Sovereign green bonds: Risk-mitigating sustainability instruments in emerging markets
研究了2017至2023年间44个国家168只主权可持续债券的定价,发现新兴经济体的绿色债券存在约10个基点的负溢价,表明绿色标签能降低感知风险和信息不对称。
Sovereign green bonds have emerged as a prominent policy instrument to mobilize climate finance, yet evidence on their pricing implications, especially across development levels and relative to unlabeled sustainability bonds, remains limited. This study provides the first global, bond-level analysis of sovereign green and sustainability bond pricing in secondary markets across advanced and emerging economies. Using Bloomberg data on 168 sovereign sustainability bonds issued between 2017 and 2023 across 44 countries, the analysis employs coarsened exact matching to estimate the greenium for green-labeled as well as unlabeled bonds. The results reveal strong regional heterogeneity.
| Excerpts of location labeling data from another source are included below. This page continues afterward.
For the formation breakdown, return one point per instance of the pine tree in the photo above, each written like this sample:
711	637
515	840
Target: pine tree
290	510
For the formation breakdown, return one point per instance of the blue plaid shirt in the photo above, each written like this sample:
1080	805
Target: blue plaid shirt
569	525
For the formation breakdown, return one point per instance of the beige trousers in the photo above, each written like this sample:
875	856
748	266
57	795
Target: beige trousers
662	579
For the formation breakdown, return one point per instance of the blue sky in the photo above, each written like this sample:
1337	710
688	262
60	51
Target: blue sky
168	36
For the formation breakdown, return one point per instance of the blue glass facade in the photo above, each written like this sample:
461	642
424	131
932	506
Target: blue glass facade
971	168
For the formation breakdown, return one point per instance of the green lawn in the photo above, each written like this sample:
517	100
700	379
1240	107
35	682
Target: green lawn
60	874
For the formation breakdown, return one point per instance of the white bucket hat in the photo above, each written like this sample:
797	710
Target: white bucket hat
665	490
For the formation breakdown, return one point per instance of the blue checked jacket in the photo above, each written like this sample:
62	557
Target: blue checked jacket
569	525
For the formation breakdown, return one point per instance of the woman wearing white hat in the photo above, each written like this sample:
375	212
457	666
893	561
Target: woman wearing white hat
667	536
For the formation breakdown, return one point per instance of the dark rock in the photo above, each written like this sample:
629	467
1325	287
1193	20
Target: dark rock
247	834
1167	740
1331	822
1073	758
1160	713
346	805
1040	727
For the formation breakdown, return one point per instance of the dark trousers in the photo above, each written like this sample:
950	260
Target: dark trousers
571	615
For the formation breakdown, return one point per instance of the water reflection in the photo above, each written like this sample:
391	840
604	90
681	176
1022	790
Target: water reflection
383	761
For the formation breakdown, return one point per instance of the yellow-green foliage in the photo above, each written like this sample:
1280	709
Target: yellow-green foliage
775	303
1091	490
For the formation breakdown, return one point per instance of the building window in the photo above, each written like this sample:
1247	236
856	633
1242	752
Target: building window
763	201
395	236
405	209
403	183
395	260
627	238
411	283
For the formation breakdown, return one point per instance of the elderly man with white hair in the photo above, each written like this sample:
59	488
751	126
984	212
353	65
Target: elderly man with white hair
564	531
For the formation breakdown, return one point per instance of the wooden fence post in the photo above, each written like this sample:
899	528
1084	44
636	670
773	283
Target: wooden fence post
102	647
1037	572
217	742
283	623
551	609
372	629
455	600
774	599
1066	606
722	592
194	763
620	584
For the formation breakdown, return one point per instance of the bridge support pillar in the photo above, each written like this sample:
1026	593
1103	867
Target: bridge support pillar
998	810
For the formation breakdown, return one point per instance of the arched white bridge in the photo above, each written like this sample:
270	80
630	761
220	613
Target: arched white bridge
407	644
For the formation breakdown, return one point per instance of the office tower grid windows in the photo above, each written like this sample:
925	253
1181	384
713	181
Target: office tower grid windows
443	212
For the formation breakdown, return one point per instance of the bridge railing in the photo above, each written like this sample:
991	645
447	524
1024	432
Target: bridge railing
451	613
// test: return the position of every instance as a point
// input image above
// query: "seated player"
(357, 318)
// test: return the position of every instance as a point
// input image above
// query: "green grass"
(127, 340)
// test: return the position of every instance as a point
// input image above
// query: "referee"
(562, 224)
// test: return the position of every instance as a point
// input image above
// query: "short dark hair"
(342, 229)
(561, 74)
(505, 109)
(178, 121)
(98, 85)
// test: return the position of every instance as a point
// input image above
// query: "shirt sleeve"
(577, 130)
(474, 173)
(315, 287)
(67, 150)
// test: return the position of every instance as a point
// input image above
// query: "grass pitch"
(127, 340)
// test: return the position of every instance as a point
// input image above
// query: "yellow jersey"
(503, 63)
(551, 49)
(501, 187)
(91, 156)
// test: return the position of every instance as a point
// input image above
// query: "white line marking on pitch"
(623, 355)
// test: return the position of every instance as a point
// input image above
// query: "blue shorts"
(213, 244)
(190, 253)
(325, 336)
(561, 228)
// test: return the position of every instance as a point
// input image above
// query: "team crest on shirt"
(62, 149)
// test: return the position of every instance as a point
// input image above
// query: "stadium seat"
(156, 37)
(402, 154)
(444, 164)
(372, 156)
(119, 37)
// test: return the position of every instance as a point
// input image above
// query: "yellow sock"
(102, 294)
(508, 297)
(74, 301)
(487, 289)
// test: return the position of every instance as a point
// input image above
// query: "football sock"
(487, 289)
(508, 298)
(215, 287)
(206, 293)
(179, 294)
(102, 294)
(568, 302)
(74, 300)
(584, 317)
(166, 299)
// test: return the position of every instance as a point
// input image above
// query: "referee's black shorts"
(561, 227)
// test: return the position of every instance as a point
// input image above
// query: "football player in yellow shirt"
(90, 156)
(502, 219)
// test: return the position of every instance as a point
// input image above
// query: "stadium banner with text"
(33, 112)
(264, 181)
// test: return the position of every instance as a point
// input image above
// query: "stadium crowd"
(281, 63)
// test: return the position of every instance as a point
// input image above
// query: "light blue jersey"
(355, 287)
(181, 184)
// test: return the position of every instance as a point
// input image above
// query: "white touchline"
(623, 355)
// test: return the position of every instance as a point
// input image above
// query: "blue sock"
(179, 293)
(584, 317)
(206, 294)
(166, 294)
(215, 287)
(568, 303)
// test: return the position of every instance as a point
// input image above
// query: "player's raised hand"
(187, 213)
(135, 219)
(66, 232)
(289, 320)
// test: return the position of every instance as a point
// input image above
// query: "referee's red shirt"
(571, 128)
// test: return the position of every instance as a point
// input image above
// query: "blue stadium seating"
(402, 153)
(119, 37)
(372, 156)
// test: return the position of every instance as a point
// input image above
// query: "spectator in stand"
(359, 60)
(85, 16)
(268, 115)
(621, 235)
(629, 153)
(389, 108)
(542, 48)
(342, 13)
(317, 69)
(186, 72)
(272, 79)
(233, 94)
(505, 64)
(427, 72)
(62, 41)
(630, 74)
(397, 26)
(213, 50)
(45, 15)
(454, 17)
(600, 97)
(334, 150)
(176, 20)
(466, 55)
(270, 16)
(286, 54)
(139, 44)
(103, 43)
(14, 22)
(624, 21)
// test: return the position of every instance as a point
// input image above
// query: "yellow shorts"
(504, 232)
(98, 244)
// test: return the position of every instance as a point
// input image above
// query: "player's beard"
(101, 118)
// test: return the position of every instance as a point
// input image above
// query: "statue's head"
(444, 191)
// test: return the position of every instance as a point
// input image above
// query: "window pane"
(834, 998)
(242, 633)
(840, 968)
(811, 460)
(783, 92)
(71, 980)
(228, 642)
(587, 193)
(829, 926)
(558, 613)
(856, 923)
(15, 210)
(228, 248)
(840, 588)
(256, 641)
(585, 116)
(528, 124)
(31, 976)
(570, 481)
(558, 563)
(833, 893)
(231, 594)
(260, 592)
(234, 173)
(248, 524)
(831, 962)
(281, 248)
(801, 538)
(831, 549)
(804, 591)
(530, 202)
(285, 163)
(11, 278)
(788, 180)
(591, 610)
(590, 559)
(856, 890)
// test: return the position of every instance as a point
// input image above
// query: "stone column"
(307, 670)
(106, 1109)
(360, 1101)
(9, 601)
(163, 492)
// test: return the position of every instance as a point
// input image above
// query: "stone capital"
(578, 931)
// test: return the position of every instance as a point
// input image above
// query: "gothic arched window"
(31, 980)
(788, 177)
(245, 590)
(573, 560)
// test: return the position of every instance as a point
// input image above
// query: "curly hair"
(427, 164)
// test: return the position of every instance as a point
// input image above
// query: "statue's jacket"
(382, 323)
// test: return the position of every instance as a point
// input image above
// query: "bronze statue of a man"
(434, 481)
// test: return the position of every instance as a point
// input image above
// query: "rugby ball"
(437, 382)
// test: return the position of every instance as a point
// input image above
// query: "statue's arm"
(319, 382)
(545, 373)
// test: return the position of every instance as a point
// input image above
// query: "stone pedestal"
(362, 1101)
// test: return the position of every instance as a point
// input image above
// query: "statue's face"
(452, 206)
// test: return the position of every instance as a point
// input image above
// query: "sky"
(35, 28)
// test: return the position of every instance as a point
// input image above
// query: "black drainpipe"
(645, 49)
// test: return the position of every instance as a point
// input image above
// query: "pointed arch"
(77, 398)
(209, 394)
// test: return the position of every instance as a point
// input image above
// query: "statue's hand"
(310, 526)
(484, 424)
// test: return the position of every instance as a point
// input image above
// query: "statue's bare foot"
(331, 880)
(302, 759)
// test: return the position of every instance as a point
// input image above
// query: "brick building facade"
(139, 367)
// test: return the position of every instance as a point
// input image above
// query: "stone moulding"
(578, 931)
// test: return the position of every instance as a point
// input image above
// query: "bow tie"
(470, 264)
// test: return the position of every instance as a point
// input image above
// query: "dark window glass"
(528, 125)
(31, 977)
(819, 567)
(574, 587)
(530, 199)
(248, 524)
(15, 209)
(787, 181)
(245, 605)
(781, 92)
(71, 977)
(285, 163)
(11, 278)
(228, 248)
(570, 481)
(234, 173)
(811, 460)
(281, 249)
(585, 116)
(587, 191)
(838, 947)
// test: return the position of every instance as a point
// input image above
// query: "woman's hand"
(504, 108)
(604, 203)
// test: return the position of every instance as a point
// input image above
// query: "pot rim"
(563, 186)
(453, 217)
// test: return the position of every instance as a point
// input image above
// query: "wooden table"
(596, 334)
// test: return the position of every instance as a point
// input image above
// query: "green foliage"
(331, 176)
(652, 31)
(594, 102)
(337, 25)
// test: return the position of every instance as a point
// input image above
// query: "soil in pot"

In advanced economies, sovereign green bonds trade at a positive yield premium of 20–40 basis points. In contrast, EMDEs exhibit a significant sovereign greenium of approximately 10 basis points for green-labeled bonds, alongside a positive premium for unlabeled sustainability bonds. This suggests that green labeling is associated with lowered perceived risk and informational asymmetry. This is especially true for riskier countries, speculative-grade bonds, and during periods of financial volatility. Overall, the results highlight that while sovereign green bonds may act as effective risk-mitigating instruments for climate finance in emerging economies, institutional heterogeneity and market structures have a role to play in shaping sustainability bond issuances.